La France n’est pas en reste, puisque son service de renseignement extérieur, la DGSE (Direction Générale de la Sécurité Extérieure), a également à sa disposition un système d’interception massif d’Internet, sans compter sa proximité avec l’opérateur Orange. Au delà des services de renseignement, ces dernières années, le législateur français a été particulièrement attentif à la régulation d’internet : LCEN (loi pour la confiance en l’économie numérique) ; DADVSI (loi relative aux droits d’auteur et droits voisins dans la société d’information) , LOPPSI 2 (loi d’orientation et de programmation pour la performance de la sécurité intérieure), Hadopi (loi Création et Internet de la Haute autorité pour la diffusion des œuvres et la protection des droits sur internet) ou encore les lois antiterroristes qui accroissent la surveillance du réseau à la recherche de potentiels terroristes. Cette pression croissante des gouvernements à des fins de contrôle, de régulation et de surveillance peut se faire au détriment de l’anonymat des utilisateurs d’internet.

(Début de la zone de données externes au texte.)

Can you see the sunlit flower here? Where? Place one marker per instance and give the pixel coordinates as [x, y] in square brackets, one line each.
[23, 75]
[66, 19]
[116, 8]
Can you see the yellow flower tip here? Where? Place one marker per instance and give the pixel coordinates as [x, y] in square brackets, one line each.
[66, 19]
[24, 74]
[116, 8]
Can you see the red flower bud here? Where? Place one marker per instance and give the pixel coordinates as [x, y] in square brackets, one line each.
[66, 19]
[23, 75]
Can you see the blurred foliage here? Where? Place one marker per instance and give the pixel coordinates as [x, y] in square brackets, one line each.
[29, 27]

Le 15 novembre 2001, la France a adopté la loi sur la sécurité quotidienne, dont l’article 29 oblige les fournisseurs d’accès à internet à conserver les identifiants de connexion de leurs abonnés. Ses mesures, dont l’article 29, auraient dû arriver à expiration fin décembre 2003. Cependant un amendement de la loi sur la sécurité intérieure du 21 janvier 2003, a pérennisé les mesures de conservation des identifiants et les a séparées du motif terroriste, leur raison d’être de l’adoption de la première loi. Ces mesures sont désormais présentes dans l’article 34-1 du code des postes de communications électroniques.

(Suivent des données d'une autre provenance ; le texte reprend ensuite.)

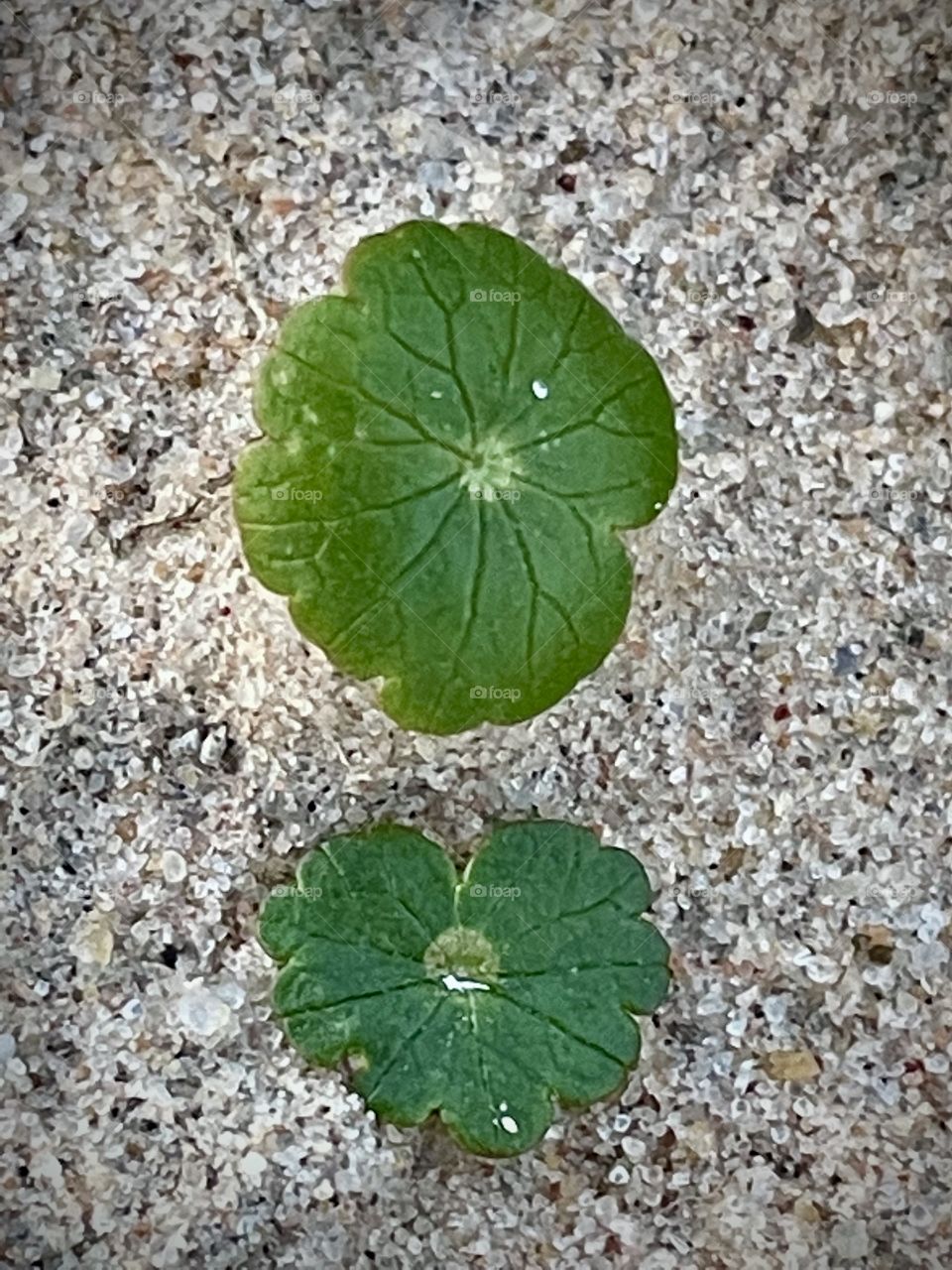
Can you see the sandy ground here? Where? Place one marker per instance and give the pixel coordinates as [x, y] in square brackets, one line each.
[762, 193]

À partir de la loi de 2004 et de la loi pour la confiance en l’économie numérique, la conservation des identifiants de connexion, qui devait être effectuée uniquement par les opérateurs de télécommunications, donc les fournisseurs d’accès à internet, concerne également les hébergeurs, c’est à dire, tous les sites qui mettent à disposition du public un service de « stockage de signaux, d’écrits, d’images, de sons ou de messages de toute nature » (sites d’informations, services de vidéo type Dailymotion ou Youtube, Wikipédia…). Le décret précisant les modalités n’est intervenu que le 1er mars 2012.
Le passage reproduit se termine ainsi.